Like most pairs of convertible pants, you have to take off your footwear in order to remove the lower legs (although this is not necessary with the REI Sahara Convertible pants). They perform decently as shorts, but we found that the zippers consistently did not run as smoothly as other convertibles and often got caught up in the fabric. Consequently, we were less likely to want to pause in the middle of an activity to take off or reattach the legs.
The included belt is a nice addition. It feels a little cheap, but it's very easy to fasten and tighten or remove altogether if you don't need it. When we buckled a pack hip belt around it, we could feel the plastic buckle of the pants slipping on the pack buckle, so we often ditched it.
The lack of stretch in these pants really limits their versatility.

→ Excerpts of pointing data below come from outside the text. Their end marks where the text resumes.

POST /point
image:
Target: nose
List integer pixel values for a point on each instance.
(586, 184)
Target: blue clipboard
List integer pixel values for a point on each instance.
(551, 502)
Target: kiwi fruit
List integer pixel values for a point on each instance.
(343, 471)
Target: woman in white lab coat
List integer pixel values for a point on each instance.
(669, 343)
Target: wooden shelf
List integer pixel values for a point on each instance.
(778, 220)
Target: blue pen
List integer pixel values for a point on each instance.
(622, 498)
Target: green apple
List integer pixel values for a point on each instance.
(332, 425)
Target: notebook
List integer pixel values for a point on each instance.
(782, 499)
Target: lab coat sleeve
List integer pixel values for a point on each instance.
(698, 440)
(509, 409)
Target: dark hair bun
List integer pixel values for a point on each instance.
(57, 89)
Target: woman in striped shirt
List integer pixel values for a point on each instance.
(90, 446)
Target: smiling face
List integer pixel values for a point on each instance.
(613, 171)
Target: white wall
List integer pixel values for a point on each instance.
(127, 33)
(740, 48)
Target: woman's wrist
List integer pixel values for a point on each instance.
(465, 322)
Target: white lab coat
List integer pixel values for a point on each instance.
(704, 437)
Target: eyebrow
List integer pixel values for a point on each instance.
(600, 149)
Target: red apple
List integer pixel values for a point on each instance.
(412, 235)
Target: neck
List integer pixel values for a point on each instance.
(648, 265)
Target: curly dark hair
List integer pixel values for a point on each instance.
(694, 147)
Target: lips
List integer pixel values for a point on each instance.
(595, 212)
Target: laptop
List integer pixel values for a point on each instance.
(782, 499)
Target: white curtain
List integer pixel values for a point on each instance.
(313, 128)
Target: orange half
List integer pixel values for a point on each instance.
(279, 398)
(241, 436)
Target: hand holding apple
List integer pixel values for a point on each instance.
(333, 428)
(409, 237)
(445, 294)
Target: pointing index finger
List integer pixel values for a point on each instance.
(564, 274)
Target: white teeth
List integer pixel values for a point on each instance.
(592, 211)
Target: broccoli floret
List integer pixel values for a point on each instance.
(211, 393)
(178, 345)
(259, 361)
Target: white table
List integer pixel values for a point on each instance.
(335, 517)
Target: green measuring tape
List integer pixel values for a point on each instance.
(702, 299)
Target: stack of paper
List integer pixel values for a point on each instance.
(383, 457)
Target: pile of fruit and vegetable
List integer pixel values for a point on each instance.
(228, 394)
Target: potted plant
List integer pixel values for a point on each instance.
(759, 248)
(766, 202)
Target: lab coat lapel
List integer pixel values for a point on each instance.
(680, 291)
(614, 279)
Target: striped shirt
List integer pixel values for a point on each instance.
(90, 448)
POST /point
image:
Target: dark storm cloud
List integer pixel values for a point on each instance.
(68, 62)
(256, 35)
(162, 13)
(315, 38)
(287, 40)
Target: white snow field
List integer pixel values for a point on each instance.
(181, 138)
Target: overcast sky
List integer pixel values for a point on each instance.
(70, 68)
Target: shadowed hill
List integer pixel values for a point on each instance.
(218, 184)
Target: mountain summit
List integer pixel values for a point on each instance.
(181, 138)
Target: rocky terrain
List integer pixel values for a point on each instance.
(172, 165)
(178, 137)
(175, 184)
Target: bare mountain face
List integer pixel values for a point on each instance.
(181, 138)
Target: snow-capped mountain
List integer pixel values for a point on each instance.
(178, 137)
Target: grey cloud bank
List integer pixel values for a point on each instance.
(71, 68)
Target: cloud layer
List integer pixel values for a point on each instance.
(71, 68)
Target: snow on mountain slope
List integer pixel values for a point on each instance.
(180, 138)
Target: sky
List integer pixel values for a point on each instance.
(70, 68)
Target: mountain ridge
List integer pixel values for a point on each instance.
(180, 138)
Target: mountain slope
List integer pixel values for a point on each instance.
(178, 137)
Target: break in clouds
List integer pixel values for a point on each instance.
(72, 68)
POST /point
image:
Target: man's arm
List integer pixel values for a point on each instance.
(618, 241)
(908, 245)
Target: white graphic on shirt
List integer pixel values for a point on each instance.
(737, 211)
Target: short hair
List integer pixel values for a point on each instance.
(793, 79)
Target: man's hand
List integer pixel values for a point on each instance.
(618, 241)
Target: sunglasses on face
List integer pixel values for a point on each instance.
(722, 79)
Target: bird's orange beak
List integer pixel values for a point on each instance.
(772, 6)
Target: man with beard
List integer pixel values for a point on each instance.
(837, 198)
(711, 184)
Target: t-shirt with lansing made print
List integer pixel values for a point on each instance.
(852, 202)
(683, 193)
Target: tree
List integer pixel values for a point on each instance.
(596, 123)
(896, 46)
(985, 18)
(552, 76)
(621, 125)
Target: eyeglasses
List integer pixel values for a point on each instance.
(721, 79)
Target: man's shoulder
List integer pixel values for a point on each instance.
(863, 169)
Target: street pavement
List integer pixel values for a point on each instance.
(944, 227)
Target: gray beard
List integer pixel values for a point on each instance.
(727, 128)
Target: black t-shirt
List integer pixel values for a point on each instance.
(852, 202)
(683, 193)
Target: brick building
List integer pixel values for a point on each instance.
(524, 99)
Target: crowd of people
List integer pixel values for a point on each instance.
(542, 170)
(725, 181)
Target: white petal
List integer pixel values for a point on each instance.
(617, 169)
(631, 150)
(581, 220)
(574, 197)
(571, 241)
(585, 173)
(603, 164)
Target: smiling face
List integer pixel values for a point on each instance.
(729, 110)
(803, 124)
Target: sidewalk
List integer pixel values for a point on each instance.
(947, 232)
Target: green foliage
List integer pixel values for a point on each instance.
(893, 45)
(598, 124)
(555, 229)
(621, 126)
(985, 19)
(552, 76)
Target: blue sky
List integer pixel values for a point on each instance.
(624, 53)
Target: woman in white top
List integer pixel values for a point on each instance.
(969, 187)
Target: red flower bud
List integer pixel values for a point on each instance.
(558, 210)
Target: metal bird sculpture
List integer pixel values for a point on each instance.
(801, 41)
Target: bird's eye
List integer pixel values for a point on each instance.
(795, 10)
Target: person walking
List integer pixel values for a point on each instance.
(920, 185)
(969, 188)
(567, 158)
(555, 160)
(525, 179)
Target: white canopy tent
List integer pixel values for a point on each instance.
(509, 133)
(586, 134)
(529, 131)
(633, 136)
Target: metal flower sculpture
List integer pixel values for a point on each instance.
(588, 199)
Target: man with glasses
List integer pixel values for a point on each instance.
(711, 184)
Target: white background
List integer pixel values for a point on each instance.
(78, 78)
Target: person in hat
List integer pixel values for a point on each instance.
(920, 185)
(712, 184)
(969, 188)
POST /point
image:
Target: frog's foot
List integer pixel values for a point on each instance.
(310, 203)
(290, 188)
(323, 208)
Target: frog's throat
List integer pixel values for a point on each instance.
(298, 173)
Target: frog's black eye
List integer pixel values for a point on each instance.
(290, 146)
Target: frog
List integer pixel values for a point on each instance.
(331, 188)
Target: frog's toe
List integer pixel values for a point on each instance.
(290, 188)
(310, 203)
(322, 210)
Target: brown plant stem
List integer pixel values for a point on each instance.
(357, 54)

We were most comfortable in them hiking on flat to moderate terrain in warm, dry climates. These pants are not well-suited for any activity that requires large steps, scrambling, or the use of a harness. They are decent for domestic outdoor work like mowing the lawn, and they are stylish enough that we feel comfortable moving from the trail to town without a changeover.
At $60, they are one of the least expensive pairs in this review. We don't have concerns about their durability more than the average hiking pant, but we would also choose a lot of other pairs for almost any outdoor activity, so they would probably spend a lot of time in the closet. We recommend opting to spend a little more to get a lot more if you want to use these pants for a range of outdoor activities.
The Columbia Silver Ridge Convertible pants didn't perform in our testing period as well as they look. This model has an admirable set of pockets, but their lack of water resistance and restrictive material mean that they have limited versatility. If the price is your number one priority above all else, then give them a look. But if you need a high-performing pair of pants, we suggest turning to one of our award winners.